Compared with GB/T 23749-2009, the main deviations in this Standard are as
follows.
- changed the standard name as “National Food Safety Standard -
Determination of sodium copper chlorophyll in foodstuffs”;
- modified the measuring wavelength of GB/T 23749-2009;
- modified the measuring steps of GB/T 23749-2009.
National Food Safety Standard - Determination of
sodium copper chlorophyll in foodstuffs
1 Scope
This Standard specifies the determination methods for sodium copper
chlorophyll in fruit and vegetable juice (pulp) drinks, carbonated drinks, flavored
drinks, blended wine, candies, canned food.
This Standard is applicable to the determination of sodium copper chlorophyll
in fruit and vegetable juice (pulp) drinks, carbonated drinks, flavored drinks,
blended wine, candies, canned food.
2 Principle
Sodium copper chlorophyll in the specimen, under acidic conditions, is
absorbed by polyamide powder, is eluted by desorption solution, is determined
by spectrophotometer, is quantified by the standard curve method.
3 Reagents and materials
Unless otherwise stated, the reagents used in this method are of analytically
pure; the water is grade three water specified in GB/T 6682.
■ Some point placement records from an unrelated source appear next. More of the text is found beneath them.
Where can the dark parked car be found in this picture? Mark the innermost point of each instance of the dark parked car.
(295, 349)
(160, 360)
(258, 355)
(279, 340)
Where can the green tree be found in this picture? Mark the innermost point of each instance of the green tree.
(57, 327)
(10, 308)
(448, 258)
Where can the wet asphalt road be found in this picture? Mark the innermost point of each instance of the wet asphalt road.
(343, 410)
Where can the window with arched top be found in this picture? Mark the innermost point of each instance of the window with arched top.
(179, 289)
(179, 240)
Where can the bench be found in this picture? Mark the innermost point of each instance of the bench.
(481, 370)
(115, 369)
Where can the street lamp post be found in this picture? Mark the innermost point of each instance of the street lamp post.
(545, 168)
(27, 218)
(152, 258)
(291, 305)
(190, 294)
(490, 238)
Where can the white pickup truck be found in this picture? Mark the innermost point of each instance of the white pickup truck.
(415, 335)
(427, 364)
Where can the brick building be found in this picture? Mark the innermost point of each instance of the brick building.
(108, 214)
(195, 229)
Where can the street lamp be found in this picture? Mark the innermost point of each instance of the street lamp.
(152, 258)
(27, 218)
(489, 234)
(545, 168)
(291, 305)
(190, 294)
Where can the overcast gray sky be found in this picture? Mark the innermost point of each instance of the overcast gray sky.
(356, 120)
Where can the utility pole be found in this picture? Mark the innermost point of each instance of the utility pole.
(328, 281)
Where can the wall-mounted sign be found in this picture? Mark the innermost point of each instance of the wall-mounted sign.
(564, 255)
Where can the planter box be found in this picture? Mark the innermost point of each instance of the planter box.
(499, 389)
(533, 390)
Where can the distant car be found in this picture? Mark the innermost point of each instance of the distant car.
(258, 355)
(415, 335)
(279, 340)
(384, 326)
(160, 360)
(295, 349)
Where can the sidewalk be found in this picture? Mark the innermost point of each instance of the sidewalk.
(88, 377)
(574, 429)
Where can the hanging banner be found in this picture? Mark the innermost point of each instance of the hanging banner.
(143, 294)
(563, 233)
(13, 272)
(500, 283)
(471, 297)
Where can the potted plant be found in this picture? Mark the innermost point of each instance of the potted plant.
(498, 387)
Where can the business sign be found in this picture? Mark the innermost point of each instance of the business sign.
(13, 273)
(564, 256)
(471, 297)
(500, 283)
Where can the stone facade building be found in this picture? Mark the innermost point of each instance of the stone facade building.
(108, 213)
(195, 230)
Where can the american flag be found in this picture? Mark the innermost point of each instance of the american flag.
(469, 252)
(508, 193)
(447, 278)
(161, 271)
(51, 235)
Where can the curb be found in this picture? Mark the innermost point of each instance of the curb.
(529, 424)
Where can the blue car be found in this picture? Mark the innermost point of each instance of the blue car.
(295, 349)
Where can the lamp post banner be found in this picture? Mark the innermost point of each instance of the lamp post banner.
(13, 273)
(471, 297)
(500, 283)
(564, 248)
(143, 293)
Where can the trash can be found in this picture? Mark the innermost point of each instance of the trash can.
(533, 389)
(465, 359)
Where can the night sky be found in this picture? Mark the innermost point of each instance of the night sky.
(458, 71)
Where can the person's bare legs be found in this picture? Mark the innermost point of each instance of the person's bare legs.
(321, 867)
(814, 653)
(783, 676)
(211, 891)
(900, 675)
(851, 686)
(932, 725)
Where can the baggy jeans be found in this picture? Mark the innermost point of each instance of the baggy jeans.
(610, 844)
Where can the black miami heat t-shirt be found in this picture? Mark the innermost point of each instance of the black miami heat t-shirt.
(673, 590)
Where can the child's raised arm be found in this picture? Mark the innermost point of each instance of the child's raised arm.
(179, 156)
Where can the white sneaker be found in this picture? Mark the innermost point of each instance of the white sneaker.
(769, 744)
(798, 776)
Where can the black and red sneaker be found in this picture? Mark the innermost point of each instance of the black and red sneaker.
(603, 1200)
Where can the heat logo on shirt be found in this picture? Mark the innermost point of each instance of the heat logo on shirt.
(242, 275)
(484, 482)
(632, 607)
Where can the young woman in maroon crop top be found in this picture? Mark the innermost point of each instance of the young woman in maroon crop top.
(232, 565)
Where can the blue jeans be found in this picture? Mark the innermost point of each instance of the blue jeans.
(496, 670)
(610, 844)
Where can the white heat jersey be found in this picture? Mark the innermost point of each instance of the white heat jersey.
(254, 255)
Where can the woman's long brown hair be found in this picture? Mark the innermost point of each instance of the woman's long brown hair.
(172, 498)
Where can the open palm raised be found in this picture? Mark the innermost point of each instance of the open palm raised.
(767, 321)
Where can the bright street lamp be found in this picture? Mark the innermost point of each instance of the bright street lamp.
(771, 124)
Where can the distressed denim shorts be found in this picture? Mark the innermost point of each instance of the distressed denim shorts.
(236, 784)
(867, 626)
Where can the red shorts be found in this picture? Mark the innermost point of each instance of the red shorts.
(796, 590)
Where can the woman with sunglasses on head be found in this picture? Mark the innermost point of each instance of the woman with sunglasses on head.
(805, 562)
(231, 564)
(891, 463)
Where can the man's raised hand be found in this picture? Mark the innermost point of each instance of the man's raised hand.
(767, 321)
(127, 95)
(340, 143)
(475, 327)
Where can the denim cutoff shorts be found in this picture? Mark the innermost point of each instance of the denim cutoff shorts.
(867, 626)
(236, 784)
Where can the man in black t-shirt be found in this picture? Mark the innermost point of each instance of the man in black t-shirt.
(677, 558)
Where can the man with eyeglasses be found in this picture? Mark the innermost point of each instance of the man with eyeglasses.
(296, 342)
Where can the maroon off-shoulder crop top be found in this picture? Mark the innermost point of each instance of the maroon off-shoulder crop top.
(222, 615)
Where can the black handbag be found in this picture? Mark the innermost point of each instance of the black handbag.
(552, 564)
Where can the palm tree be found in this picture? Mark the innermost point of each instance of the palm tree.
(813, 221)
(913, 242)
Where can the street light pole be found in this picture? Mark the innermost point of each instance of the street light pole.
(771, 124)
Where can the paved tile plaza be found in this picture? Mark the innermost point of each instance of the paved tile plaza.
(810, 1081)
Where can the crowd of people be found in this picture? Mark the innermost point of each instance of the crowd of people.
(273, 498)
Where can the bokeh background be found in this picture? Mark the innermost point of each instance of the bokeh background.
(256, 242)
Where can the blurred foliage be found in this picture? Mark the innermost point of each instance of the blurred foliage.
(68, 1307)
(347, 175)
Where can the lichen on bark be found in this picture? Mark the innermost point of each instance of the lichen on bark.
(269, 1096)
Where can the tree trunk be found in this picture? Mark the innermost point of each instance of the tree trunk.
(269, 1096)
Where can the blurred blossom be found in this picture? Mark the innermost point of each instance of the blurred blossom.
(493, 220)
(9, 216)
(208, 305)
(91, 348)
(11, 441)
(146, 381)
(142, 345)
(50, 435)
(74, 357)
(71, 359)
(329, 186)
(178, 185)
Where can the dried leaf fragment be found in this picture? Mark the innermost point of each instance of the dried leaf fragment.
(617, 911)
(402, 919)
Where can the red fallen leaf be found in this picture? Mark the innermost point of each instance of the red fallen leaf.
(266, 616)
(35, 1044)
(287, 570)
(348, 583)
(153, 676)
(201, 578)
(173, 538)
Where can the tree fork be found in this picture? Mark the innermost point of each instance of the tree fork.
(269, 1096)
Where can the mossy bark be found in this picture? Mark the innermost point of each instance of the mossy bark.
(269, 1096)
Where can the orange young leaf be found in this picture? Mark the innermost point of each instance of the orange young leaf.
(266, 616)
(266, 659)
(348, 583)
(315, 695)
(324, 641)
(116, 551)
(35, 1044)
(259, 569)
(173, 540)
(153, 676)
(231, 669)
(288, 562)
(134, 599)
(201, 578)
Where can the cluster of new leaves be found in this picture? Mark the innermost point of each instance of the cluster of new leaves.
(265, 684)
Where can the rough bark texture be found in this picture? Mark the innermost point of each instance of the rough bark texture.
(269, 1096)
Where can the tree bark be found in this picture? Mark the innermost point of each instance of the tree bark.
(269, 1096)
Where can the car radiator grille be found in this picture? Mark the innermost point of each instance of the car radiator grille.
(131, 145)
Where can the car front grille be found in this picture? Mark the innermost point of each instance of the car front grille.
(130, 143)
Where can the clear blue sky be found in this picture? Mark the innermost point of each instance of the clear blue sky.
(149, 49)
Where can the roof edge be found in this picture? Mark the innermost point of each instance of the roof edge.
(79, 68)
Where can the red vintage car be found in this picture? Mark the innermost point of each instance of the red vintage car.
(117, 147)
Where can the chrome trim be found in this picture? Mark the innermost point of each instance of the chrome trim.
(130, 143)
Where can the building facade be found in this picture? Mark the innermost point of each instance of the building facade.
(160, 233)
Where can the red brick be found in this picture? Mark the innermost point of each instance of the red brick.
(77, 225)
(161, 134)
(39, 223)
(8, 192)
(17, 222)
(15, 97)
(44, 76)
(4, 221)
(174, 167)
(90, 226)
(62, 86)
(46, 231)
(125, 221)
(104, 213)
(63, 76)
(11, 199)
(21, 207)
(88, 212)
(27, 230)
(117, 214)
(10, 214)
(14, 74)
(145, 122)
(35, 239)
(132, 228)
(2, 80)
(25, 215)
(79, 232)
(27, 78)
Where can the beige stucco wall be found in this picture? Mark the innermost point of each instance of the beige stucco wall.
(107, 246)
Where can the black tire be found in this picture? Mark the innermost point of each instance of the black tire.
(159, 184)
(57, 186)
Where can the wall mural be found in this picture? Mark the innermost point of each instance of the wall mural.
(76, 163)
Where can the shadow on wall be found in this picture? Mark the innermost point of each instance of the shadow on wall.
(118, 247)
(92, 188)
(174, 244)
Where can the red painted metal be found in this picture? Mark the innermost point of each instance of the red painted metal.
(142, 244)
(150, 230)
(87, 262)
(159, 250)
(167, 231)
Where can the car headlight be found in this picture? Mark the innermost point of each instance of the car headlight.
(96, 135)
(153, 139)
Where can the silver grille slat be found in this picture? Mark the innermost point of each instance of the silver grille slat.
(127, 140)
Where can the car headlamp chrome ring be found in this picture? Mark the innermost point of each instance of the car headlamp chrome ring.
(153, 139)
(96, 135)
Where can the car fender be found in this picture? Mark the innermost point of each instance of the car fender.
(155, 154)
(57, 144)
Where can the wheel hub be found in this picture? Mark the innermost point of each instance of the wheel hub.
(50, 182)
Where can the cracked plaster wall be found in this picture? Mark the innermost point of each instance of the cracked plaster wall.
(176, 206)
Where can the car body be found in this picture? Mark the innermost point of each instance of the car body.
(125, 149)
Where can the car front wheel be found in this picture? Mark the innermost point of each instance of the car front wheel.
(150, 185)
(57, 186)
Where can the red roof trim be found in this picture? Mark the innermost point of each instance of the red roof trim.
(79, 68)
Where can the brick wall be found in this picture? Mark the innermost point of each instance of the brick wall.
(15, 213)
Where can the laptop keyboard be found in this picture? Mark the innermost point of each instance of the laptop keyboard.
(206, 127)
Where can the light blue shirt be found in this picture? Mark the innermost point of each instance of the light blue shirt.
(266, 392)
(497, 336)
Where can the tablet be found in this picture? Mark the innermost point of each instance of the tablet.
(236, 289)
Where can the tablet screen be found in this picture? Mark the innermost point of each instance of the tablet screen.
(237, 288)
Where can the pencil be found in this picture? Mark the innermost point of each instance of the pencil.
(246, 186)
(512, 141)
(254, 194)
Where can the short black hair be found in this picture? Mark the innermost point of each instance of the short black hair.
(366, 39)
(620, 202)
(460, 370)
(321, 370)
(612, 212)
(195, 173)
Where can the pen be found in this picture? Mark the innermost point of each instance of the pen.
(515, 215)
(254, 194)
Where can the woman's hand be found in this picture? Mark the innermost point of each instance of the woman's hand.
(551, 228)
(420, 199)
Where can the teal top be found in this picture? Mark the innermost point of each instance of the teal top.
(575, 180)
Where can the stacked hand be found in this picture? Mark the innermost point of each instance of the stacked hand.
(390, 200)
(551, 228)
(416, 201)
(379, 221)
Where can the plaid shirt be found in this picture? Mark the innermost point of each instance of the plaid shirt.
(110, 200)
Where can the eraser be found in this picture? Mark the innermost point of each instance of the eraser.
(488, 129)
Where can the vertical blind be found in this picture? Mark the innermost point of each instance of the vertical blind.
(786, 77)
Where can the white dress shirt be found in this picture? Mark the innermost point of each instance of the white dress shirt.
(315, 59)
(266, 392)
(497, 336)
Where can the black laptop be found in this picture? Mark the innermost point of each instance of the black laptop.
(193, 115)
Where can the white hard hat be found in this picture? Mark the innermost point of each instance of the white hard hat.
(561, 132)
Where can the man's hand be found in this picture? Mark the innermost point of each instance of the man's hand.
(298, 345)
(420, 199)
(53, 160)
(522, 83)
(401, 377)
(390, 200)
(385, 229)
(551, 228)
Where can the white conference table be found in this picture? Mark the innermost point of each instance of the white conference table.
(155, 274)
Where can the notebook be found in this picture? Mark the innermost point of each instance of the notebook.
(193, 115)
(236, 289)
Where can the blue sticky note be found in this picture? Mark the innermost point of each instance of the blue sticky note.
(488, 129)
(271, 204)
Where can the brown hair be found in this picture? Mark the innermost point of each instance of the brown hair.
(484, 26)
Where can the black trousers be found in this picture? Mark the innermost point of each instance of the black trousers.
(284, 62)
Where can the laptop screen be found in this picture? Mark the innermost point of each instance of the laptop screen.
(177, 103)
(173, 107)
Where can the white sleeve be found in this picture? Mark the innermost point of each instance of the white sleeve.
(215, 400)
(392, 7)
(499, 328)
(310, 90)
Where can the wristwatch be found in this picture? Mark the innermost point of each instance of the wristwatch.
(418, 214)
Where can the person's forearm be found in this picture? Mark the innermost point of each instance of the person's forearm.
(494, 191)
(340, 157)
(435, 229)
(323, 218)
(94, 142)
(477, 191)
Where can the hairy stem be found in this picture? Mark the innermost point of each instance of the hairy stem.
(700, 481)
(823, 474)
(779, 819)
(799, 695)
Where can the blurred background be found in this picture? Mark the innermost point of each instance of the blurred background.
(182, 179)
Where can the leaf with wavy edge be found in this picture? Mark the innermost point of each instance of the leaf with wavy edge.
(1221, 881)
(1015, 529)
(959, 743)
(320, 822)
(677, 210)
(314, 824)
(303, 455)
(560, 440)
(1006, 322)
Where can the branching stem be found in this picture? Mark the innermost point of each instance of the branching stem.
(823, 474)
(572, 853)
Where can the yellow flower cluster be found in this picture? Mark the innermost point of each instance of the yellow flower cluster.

3.1 Reagents and materials
3.1.1 Sodium hydroxide.
3.1.2 Ammonium acetate.
3.1.3 Methanol.
3.1.4 Glacial acetic acid.
3.1.5 Polyamide powder. particle size of 0.150mm ~ 0.180mm.
3.2 Reagent preparation
3.2.1 Sodium hydroxide solution (4 mol/L). weigh 16.0 g of sodium hydroxide,
use water to dissolve and set volume to 100 mL.
3.2.2 Sodium hydroxide solution (0.1 mol/L). weigh 0.40 g of sodium hydroxide,
use water to dissolve and set volume to 100 mL.
3.2.3 Ammonium acetate buffer solution (0.2 mol/L). weigh 7.708 g of
ammonium acetate, use water to dissolve and set volume to 500 mL.
3.2.4 Desorption solution. 0.1 mol/L sodium hydroxide solution + methanol =
1+10 (volume ratio).
3.3 Standard product
Sodium copper chlorophyll, content ≥99.0%.
3.4 Preparation of standard solution
3.4.1 Standard stock solution
Accurately weigh 0.0500 g of sodium copper chlorophyll standard product that
has been dried at 105°C ± 1°C to constant weight and is converted to 100%
mass by its purity. Use water to dissolve and set volume to a 100mL brown
volumetric flask. The concentration of this solution is 500 μg/mL. Prepare it at
the same day when use it. Store it from light.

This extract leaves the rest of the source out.